JAKARTA,MENITINI.COM- Kapolri Jenderal Listyo Sigit Prabowo menginstruksikan anggota Korps Lalu Lintas (Korlantas) Polri tidak melakukan penilangan secara manual kepada pelanggar lalu lintas. Kapolri juga menginstruksikan jika ditemukan pengendara yang kedapatan melakukan pelanggaran, maka anggota Korlantas tetap akan memberi teguran.

“Yang konvensional diganti teguran, edukasi, kepada masyarakat. Itu bukan berarti tidak ada tindakan dari kita, kalau melanggar tidak pakai helm tetep kita tindak dengan teguran, edukasi karena itu kepentingan masyarakat sendiri untuk keselamatan sendiri,” papar Dirgakkum Korlantas Polri, Brigjen Aan Suhanan, seperti dikutip Medcom.id, Senin (24/10/2022).

Ia mengatakan terdapat dua cara penegakan hukum lalu lintas. Pertama, berupa teguran dan kedua, tindakan penilangan kepada pengendara yang lakukan pelanggaran lalu lintas.

BACA JUGA:  Presiden Joko Widodo Lepas Bantuan Kemanusiaan untuk Pakistan

“Jadi prinsip penegakan hukum itukan tidak harus menilang, jadi ada penegakan hukum ada dua tindakan. Pertama tindakan yustisi artinya tindakan untuk keadilan artinya untuk ditilang,” terang Aan.

Merujuk pada instruksi Kapolri untuk meniadakan tilang manual, maka penindakan menggunakan Electronic Traffic Law Enforcement (ETLE) lebih diutamakan.

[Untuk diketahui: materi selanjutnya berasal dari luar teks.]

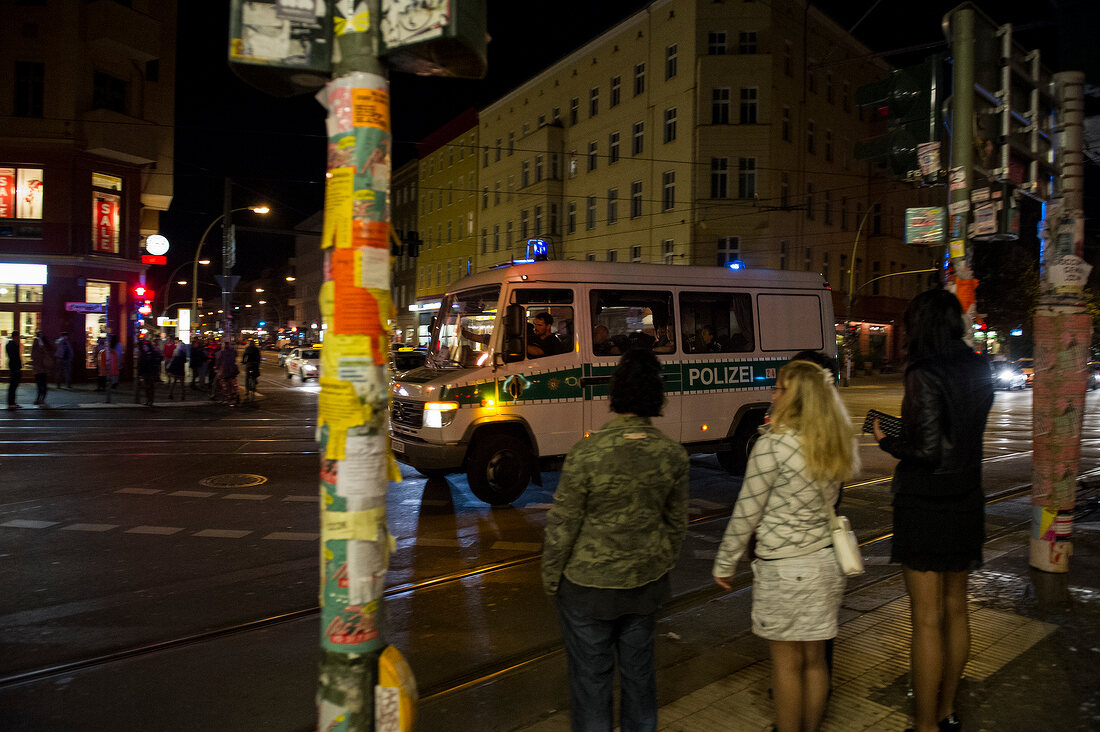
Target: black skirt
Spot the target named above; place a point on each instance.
(938, 534)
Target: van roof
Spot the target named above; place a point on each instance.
(633, 273)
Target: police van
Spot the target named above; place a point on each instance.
(520, 358)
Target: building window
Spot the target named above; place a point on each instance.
(729, 250)
(719, 174)
(746, 177)
(670, 124)
(30, 88)
(716, 43)
(668, 250)
(668, 190)
(748, 106)
(109, 93)
(719, 106)
(746, 42)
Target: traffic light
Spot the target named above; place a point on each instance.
(910, 101)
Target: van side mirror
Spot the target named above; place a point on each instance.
(515, 329)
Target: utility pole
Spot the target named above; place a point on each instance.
(1063, 337)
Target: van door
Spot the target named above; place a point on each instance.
(543, 389)
(620, 319)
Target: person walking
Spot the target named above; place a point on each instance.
(793, 477)
(63, 351)
(176, 370)
(938, 505)
(13, 349)
(42, 363)
(613, 535)
(149, 369)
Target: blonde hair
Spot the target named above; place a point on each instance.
(811, 406)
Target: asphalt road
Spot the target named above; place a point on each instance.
(125, 528)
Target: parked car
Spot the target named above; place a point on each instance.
(1009, 377)
(1027, 366)
(406, 358)
(304, 362)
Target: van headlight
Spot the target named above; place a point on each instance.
(439, 414)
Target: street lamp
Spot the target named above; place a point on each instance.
(198, 251)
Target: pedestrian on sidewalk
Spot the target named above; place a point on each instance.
(613, 535)
(42, 363)
(149, 369)
(938, 505)
(793, 476)
(176, 370)
(63, 351)
(13, 349)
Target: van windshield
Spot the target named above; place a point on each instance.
(464, 328)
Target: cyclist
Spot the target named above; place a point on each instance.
(251, 362)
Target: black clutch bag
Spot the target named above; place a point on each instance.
(888, 423)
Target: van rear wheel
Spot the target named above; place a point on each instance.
(498, 468)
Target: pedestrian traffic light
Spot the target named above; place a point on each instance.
(909, 100)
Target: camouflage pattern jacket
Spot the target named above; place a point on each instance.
(620, 509)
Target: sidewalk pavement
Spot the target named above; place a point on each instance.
(85, 396)
(1035, 645)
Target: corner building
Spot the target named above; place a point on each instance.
(86, 163)
(702, 132)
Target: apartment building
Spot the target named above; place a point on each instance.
(701, 132)
(86, 162)
(447, 179)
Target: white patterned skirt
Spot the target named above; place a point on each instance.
(796, 598)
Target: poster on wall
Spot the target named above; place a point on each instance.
(105, 211)
(7, 193)
(29, 193)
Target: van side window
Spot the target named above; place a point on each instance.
(549, 323)
(716, 323)
(623, 319)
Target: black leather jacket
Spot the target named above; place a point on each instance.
(944, 411)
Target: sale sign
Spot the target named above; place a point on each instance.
(7, 193)
(105, 211)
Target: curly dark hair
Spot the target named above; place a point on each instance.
(933, 324)
(637, 386)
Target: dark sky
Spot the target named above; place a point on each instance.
(274, 148)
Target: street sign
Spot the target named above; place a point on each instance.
(86, 307)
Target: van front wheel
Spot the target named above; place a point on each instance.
(498, 469)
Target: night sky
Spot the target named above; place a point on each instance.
(274, 148)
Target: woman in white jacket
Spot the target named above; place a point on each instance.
(793, 477)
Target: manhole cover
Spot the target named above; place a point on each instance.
(233, 480)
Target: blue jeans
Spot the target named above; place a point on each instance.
(591, 645)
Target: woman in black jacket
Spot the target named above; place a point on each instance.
(938, 504)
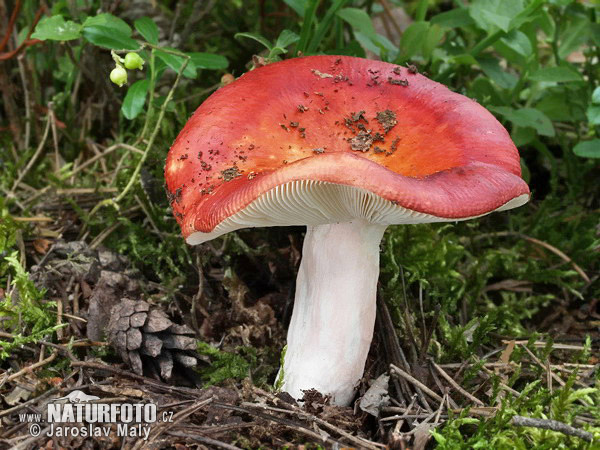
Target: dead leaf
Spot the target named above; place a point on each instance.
(377, 396)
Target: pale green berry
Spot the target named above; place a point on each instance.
(133, 61)
(118, 76)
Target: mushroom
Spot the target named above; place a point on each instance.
(345, 146)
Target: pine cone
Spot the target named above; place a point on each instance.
(145, 338)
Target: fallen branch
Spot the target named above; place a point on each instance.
(398, 371)
(553, 425)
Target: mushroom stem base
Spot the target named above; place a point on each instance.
(334, 310)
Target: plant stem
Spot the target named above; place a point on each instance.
(334, 310)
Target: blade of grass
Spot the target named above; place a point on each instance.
(309, 17)
(325, 25)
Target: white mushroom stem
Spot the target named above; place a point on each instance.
(334, 310)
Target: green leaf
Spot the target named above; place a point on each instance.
(208, 61)
(109, 21)
(148, 29)
(434, 36)
(134, 101)
(297, 5)
(175, 62)
(286, 38)
(257, 37)
(491, 67)
(527, 117)
(107, 37)
(588, 149)
(493, 14)
(574, 36)
(455, 18)
(519, 42)
(325, 25)
(555, 74)
(56, 29)
(593, 115)
(413, 38)
(310, 11)
(596, 96)
(359, 20)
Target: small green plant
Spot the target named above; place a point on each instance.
(24, 307)
(226, 366)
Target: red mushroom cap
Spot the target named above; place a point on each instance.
(330, 122)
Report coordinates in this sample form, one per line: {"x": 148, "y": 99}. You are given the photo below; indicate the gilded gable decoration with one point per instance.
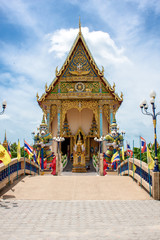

Kapolri menginstruksikan polisi lalu lintas agar tidak melalukan operasi penindakan pelanggaran lalu lintas secara manual. Arahan ini tertuang dalam surat telegram Nomor: ST/2264/X/HUM.3.4.5./2022, per tanggal 18 Oktober 2022, yang ditandatangani oleh Kakorlantas Polri Irjen Firman Shantyabudi atas nama Kapolri.

Merujuk pada surat telegram tersebut, Listyo juga kepada seluruh jajaran Korlantas menggunakan tilang elektronik atau ETLE dalam menindak pelanggaran lalu lintas.

BACA JUGA:  Polresta Denpasar Gelar Operasi Zebra Agung 2022, Ini Pelanggaran Yang Akan Ditindak 

“Penindakan pelanggaran lalu lintas tidak menggunakan tilang manual. Namun hanya dengan menggunakan ETLE baik statis maupun mobile dan dengan melaksanakan teguran kepada pelanggar lalu lintas,” bunyi aturan tertera dalam poin nomor lima surat telegram dikutip pada Jumat, 21 Oktober 2022.